TLDR

We don’t necessarily care about fitting the data well, we care about making good predictions about the future. Occam’s razor should shape our models so that we prefer parsimonious models all else equal. How do we quantify the “parsimonious-ness” of a model? We have a grab bag of tools to hopefully steer us between the opposing twin dangers of over-fitting or under-fitting.

What are our tools?

(1) Regularizing the prior

  • Don’t get to excited about the data

  • Same as frequentists use of a penalized likelihood (e.g. Lasso, Ridge)

(2) Scoring Devices

  • Information Criteria: AIC BIC, WAIC

  • Cross Validation: PSIS-LOO

The Problem with Parameters

Last chapter we spent a lot of time building causal models. Causal models are fantastic because they allow you to see the consequences of changing a variable, i.e. the \(Do(X)\) operation. If we don’t care about understanding the effects of our actions, rather we only want to predict what \(Y\) will be, it’s tempting to put as many variables into our regression as possible. The more variables we add, inevitably our model will fit the data better.

\(R^2\) is a common metric that incentives naive scientists to keep adding variables. \(R^2\) is defined as:

\[R^2 = \frac{\text{var(outcome) - var(residuals)}}{\text{var(outcome)}} = 1 - \frac{\text{var(residuals)}}{\text{var(outcome)}}\]

\(R^2\) always increases as more variables are added even when you just add random numbers which have no relation to the outcome.
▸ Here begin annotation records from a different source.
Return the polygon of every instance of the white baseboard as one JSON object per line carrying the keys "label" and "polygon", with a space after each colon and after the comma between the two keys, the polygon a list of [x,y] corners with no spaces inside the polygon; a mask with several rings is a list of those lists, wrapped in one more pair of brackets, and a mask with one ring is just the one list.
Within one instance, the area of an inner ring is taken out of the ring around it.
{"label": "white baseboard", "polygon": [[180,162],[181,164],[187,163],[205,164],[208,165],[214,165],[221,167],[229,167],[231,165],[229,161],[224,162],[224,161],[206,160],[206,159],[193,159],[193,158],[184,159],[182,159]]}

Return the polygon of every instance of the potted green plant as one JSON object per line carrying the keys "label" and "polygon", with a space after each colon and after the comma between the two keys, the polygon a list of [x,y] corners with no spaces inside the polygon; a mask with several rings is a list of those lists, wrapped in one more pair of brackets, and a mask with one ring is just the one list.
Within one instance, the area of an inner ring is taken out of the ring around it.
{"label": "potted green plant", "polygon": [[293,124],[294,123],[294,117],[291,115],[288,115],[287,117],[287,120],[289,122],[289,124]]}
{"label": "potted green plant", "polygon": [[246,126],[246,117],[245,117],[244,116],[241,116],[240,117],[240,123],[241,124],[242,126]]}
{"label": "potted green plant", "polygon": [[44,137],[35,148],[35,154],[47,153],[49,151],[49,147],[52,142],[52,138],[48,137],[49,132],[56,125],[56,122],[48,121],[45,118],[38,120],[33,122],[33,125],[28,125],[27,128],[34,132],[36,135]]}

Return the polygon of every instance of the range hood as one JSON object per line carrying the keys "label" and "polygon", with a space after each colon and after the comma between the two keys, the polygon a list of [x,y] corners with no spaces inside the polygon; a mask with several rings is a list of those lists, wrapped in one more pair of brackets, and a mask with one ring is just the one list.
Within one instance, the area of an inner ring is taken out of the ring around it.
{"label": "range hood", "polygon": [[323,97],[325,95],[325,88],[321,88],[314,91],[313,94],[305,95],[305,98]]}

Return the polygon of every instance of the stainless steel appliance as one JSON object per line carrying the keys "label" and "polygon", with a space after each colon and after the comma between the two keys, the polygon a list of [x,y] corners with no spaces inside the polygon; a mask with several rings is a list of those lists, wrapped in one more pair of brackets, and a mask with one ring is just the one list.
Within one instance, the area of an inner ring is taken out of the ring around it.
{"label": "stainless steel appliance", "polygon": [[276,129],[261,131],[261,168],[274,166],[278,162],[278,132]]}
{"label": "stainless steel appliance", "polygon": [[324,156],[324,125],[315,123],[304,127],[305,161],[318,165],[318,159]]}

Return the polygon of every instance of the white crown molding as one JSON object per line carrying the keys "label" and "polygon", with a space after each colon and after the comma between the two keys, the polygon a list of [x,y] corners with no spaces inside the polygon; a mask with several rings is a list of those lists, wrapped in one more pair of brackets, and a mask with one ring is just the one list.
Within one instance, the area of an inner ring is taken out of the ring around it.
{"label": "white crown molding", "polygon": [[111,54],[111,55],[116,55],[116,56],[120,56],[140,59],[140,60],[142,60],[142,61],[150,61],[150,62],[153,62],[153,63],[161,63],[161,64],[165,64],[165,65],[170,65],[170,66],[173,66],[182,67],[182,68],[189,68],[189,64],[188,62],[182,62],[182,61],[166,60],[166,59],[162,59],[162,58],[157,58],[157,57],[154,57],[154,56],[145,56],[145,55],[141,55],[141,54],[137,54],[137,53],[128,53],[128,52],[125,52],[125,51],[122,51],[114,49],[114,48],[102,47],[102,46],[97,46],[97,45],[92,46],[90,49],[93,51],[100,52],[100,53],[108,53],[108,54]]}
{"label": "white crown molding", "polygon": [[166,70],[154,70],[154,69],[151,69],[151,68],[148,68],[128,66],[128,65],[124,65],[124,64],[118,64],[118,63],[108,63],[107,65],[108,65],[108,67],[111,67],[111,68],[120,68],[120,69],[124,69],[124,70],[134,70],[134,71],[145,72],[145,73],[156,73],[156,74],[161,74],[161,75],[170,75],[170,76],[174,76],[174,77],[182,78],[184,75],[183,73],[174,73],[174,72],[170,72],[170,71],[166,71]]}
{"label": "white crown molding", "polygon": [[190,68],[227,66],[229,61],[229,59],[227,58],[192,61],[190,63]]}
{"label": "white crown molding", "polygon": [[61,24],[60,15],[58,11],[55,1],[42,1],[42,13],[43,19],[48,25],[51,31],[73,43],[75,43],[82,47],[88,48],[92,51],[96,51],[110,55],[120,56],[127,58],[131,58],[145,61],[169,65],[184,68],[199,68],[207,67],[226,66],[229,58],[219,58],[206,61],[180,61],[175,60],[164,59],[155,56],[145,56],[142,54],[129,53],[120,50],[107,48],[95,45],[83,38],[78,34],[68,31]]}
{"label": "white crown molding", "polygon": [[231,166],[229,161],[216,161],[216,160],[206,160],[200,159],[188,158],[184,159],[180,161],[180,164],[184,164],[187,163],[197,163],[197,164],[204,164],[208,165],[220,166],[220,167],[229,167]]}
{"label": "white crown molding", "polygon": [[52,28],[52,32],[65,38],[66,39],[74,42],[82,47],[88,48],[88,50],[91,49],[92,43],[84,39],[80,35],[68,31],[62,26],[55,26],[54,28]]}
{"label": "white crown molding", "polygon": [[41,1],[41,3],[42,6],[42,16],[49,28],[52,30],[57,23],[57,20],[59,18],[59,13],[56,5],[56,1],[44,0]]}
While these more complex models predict the data better, they will often predict the new data worse. We have overfitted the data at that point.

Brain Body Vignette

Plotted below is the relationship between the body size of several primate species and their corresponding brain size. There’s not a strong a priori reason to think body and brain size are perfectly linearly related. The true relationship between brain and body size could be any number of polynomial or log’d functions. Let’s go through a couple to see what’s gained and what’s lost with trying ever more complex functions to fit the data.

Linear

Simplest model is a linear one.

\[\text{Brain Size}_i \sim \text{Normal}(\mu_i, \sigma)\]

\[\mu_i = \alpha + \beta_b\text{Body Mass}_i\]

\[\alpha \sim \text{Normal(0.5, 1)}\]

\[\beta_b \sim \text{Normal(0, 10)}\]

\[\sigma \sim \text{Log-Normal(0, 1)}\]

This model has an \(R^2\) value of 0.48

Polynomial

For some comparison models we can add polynomial terms of Mass to our regression. For example the scond degee polynomial that relates body size to brain size is a parabola which has this form:

\[\mu_i = \alpha + \beta_1\text{Body Mass}_i + \beta_2(\text{Body Mass}_i)^2\] We’ll make 4 more models like this each adding another polynomial term like \(\beta_3(\text{Body Mass}_i)^3\), \(\beta_4(\text{Body Mass}_i)^4\)… etc

Below are our six models posterior \(mu\)’s plotted with the data. *Note this is not the posterior predictive distribution since it doesn’t include \(sigma\)

In the figure below I’ve plotted both the heat map for where the model thinks the \(\mu\) estimate should be given all of the data. Additionally I’ve plotted golden lines where I get the best fit lines if I refitted the model by leaving out a different data point each time. This is a “Leave One Out” (LOO) sort of method that helps us see how good our model would do if we didn’t have one of our data points and we wanted to predict it. There are seven of these best fit lines in each model because there are seven different data points we can drop.

For the simple linear 1st order regression we could remove any one point from the sample and get pretty much the same regression line. In contrast, the most complex model 6th order is very sensitive to the sample. The predicted mean would change course a lot, if we removed any one point from the sample. You can see the truth of this in the below plots. On the top left, each line is the best fit for the linear regression. The curves on the bottom right are instead different sixth-order polynomials. Notice that the straight lines hardly vary, while the curves fly about wildly.

The overfit polynomial models manage to fit the data extremely well, but they suffer for this within-sample accuracy by making nonsensical out-of- sample predictions. In contrast, underfitting produces models that are inaccurate both within and out of sample. They have learned too little, failing to recover regular features of the sample.

Another perspective on the absurd models just above is to consider that model fitting can be considered a form of data compression. Parameters summarize relationships among the data. These summaries compress the data into a simpler form, although with loss of information (“lossy” compression) about the sample. The parameters can then be used to generate new data, effectively decompressing the data.

When a model has a parameter to correspond to each datum, then there is actually no compression. The model just encodes the raw data in a different form, using parameters instead. As a result, we learn nothing about the data from such a model. Learning about the data requires using a simpler model that achieves some compression, but not too much. This view of model selection is often known as Minimum Description Length (MDL).